The former Government was given every opportunity to implement its own LLRC (Lessons Learnt and Reconciliation Commission) recommendations and conduct its own domestic investigations in 2012, 2013 and up to 2014,” he said.
“One must not forget that this whole process commenced when the then President, Mahinda Rajapaksa, gave a commitment to the Secretary-General of the United Nations, Ban Ki-moon, on 26 May 2009 when the Secretary-General visited Sri Lanka, to the effect that Rajapaksa, the President, and the Sri Lankan Government would address the question of accountability.

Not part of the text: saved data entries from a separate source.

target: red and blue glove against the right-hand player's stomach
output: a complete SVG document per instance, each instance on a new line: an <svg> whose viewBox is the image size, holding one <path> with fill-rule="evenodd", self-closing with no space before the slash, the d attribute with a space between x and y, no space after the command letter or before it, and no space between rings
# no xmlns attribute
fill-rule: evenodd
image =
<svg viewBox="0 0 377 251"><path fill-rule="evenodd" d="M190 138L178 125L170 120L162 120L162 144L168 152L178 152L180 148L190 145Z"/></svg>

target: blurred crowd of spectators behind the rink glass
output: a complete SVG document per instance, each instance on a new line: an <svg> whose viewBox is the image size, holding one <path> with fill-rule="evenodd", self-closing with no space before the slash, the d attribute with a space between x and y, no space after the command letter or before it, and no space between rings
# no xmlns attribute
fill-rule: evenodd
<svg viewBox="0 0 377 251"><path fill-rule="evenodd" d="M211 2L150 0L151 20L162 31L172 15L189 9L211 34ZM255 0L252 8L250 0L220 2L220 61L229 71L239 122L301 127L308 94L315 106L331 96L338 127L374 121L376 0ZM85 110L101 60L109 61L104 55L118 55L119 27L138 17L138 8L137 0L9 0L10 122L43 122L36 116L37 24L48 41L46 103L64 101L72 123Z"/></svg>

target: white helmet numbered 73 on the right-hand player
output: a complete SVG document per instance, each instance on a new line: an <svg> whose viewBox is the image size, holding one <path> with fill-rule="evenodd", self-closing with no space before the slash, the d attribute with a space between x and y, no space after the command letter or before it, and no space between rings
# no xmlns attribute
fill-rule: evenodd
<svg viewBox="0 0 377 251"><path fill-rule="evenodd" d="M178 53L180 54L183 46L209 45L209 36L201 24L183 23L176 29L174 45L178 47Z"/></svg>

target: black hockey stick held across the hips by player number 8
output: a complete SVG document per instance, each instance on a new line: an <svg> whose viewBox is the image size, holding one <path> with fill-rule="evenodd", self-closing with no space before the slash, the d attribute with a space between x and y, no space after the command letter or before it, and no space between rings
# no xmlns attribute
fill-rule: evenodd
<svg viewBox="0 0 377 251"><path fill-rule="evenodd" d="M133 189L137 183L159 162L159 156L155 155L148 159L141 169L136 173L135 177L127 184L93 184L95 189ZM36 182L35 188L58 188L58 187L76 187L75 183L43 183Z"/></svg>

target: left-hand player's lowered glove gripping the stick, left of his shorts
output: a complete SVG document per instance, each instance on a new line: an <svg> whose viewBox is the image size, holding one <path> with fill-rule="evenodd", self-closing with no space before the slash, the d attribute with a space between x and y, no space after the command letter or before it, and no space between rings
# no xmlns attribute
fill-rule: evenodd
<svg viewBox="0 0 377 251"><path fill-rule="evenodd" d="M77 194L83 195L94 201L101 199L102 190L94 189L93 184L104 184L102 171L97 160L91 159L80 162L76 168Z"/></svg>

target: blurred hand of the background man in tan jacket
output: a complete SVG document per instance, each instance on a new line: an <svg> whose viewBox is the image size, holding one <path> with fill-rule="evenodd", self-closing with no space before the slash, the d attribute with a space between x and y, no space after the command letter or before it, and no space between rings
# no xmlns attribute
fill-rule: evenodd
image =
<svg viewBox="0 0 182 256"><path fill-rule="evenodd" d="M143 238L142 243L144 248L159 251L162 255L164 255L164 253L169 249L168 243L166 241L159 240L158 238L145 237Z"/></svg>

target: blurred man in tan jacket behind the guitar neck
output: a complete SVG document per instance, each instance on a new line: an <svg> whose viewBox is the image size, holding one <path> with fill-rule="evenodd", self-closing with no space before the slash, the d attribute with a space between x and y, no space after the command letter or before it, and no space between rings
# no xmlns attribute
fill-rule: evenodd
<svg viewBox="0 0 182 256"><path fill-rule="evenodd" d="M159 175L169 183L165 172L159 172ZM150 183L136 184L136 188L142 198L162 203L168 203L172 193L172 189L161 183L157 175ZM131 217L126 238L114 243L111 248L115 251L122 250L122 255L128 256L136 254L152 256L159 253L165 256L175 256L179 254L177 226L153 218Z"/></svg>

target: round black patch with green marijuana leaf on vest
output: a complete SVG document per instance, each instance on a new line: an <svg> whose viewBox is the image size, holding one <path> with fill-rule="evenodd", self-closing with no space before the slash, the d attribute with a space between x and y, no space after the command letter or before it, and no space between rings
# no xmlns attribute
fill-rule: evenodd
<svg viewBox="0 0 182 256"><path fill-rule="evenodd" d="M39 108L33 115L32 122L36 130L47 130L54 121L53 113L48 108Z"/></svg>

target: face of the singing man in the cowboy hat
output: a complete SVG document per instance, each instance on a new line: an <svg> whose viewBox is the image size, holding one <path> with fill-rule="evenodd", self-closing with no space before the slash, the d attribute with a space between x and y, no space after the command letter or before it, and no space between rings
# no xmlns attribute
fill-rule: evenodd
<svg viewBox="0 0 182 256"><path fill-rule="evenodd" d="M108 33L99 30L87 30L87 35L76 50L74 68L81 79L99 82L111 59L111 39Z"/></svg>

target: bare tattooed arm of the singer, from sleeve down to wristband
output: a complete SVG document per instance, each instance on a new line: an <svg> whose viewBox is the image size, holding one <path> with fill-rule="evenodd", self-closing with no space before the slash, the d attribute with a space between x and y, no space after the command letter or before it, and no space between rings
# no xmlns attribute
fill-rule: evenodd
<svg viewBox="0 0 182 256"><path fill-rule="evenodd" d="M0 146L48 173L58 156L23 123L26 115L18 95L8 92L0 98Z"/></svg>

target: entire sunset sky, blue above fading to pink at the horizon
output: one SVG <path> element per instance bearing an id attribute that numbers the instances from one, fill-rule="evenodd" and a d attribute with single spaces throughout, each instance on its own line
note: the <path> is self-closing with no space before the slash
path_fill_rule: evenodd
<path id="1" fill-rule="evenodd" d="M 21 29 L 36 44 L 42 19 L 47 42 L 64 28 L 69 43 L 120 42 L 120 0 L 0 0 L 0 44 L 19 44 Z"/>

“That was a commitment very clearly made by the then President to the Secretary-General of the UN when the Secretary-General came here. President Rajapaksa undoubtedly knew what he was doing because he himself had gone to Geneva in the late 1980s, in 1988 and 1989 – to seek the intervention of the UN Human Rights body when there were grave violations of human rights and humanitarian laws in the South of this country, when Sinhala civilian youth and Sinhala people were being slaughtered in their thousands, indeed tens of thousands, at that point of time. The only difference is that what happened in 2008–2009 happened in the North,” Sampanthan opined.
According to him, nobody is complaining on behalf of the armed combatants. “Rajapaksa did not complain on behalf of armed combatants when he went to Geneva in 1988 and 1989. He only complained about what happened to civilians. The UN Human Rights Council is also dealing with what happened to civilians. In fact, simultaneously, investigations have been conducted against the armed combatants about their own violations of human rights laws and humanitarian laws also against civilians. This culture of impunity should not continue. It should come to an end.”

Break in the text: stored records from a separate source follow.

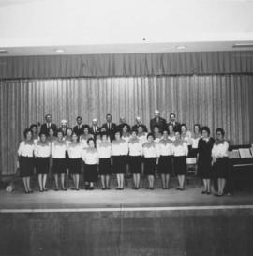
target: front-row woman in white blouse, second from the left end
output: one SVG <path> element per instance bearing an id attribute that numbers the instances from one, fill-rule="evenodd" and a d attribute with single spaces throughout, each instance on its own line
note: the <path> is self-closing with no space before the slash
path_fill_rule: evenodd
<path id="1" fill-rule="evenodd" d="M 39 138 L 35 148 L 35 157 L 39 192 L 43 192 L 48 190 L 46 183 L 50 170 L 51 144 L 47 140 L 46 133 L 40 132 Z"/>

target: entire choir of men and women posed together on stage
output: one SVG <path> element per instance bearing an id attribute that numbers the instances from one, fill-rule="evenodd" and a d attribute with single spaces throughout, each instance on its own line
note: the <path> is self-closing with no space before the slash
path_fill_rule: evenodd
<path id="1" fill-rule="evenodd" d="M 55 191 L 67 190 L 66 173 L 71 176 L 75 190 L 79 190 L 83 173 L 85 189 L 94 189 L 98 176 L 102 189 L 110 189 L 112 173 L 117 177 L 118 190 L 124 189 L 125 174 L 130 172 L 133 189 L 140 188 L 141 173 L 148 179 L 147 189 L 153 190 L 154 177 L 161 177 L 162 188 L 170 188 L 170 176 L 178 178 L 178 190 L 185 189 L 186 158 L 197 158 L 198 175 L 203 180 L 202 194 L 211 194 L 211 180 L 217 180 L 216 196 L 222 196 L 228 177 L 229 143 L 225 132 L 216 128 L 216 140 L 210 136 L 210 129 L 199 124 L 193 131 L 186 124 L 176 122 L 175 113 L 170 114 L 169 123 L 155 111 L 150 121 L 150 132 L 136 117 L 136 124 L 130 127 L 126 118 L 120 124 L 112 123 L 107 114 L 106 123 L 97 126 L 82 124 L 82 117 L 76 118 L 74 128 L 67 127 L 62 120 L 60 128 L 52 123 L 52 115 L 45 116 L 46 122 L 40 127 L 31 125 L 24 130 L 24 140 L 18 149 L 19 164 L 25 193 L 31 193 L 30 177 L 36 169 L 39 191 L 47 191 L 49 173 L 54 175 Z M 60 186 L 59 186 L 60 179 Z"/>

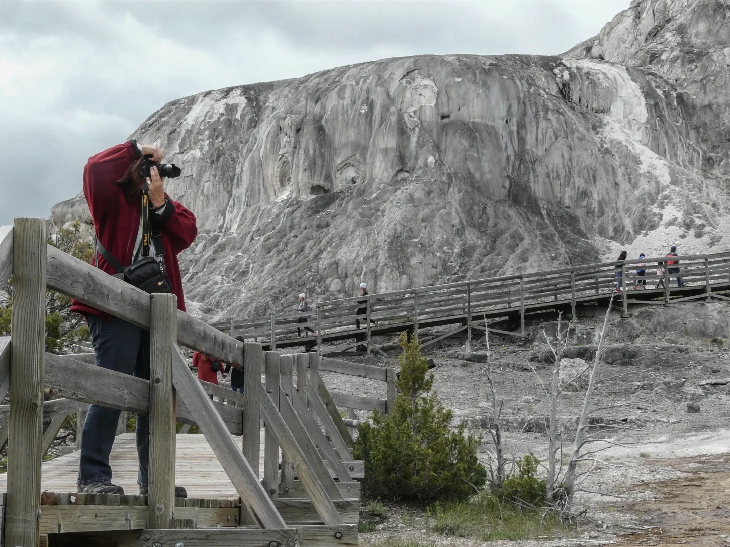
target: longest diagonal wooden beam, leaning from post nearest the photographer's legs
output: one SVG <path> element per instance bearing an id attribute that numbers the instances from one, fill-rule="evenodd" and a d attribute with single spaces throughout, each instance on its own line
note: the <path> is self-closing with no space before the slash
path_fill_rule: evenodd
<path id="1" fill-rule="evenodd" d="M 228 478 L 231 479 L 241 500 L 258 519 L 260 526 L 273 529 L 285 528 L 284 520 L 274 508 L 264 487 L 258 482 L 258 476 L 253 473 L 253 469 L 247 459 L 243 457 L 242 451 L 228 434 L 226 424 L 215 411 L 212 401 L 191 373 L 187 360 L 180 355 L 177 347 L 174 347 L 172 352 L 172 383 L 177 389 L 179 397 L 185 401 L 185 405 L 193 415 L 199 429 L 205 435 L 215 457 L 226 470 Z"/>

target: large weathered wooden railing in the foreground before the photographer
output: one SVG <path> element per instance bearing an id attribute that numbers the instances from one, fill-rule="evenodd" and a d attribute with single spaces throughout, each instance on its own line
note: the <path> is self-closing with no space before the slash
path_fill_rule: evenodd
<path id="1" fill-rule="evenodd" d="M 7 421 L 8 441 L 0 545 L 36 547 L 41 534 L 135 529 L 148 530 L 124 536 L 125 546 L 174 545 L 183 538 L 210 546 L 357 543 L 360 491 L 353 478 L 363 476 L 364 469 L 352 460 L 351 440 L 342 435 L 345 424 L 318 376 L 317 354 L 285 356 L 239 342 L 178 311 L 174 295 L 149 295 L 47 246 L 43 220 L 16 219 L 14 227 L 0 228 L 0 283 L 10 274 L 12 335 L 0 338 L 0 397 L 9 392 L 9 406 L 0 408 L 0 432 Z M 150 380 L 44 352 L 47 289 L 150 330 Z M 177 344 L 237 368 L 245 362 L 245 394 L 199 382 Z M 44 403 L 45 393 L 62 398 Z M 209 393 L 224 403 L 211 400 Z M 56 420 L 78 412 L 80 404 L 149 416 L 150 481 L 144 503 L 139 496 L 41 497 L 40 461 L 60 427 Z M 44 415 L 52 419 L 45 433 Z M 176 421 L 196 424 L 226 470 L 241 498 L 235 519 L 231 503 L 218 500 L 203 508 L 175 500 Z M 263 484 L 258 478 L 261 422 Z M 231 433 L 242 437 L 242 448 Z M 107 505 L 103 511 L 93 508 L 100 504 Z M 263 530 L 236 528 L 241 524 Z M 180 529 L 196 526 L 231 528 Z M 121 537 L 117 533 L 114 539 Z"/>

“What happened to unarmed civilians in violation of human rights and humanitarian laws must not be confused with legitimate actions taken by the State against armed combatants carrying on an armed struggle against the State. The distinction between these two situations is clearly defined in humanitarian laws and human rights laws, and the standards of judgement pertaining to the applicability of the said two laws are clearly recognized internationally.
“I do not think all war heroes were engaged in committing violations of international humanitarian laws and human rights laws but some of them undoubtedly committed crimes against both those laws.Can the cases pertaining to journalist Lasantha Wickrematunge, cartoonist Prageeth Ekneligoda, and five students murdered in Trincomalee when they were standing on the beachfront or the 17 aid workers killed in Muttur be swept under the carpet merely because the persons who are accused of those crimes are members of the Armed Forces; so called war heroes? If those crimes cannot be swept under the carpet merely for the reason that those acts were committed by war heroes, how can violations of international humanitarian law and human rights law which are crimes against humanity committed in 2008-2009 be swept under the carpet? This was impunity at its zenith.”
“No one should be allowed to confuse the execution of legitimate duties by a government with the wanton killing of unarmed civilians in furtherance of the political agendas of persons holding high office. Unless this culture is brought to an end, it will continue and that must not be allowed”.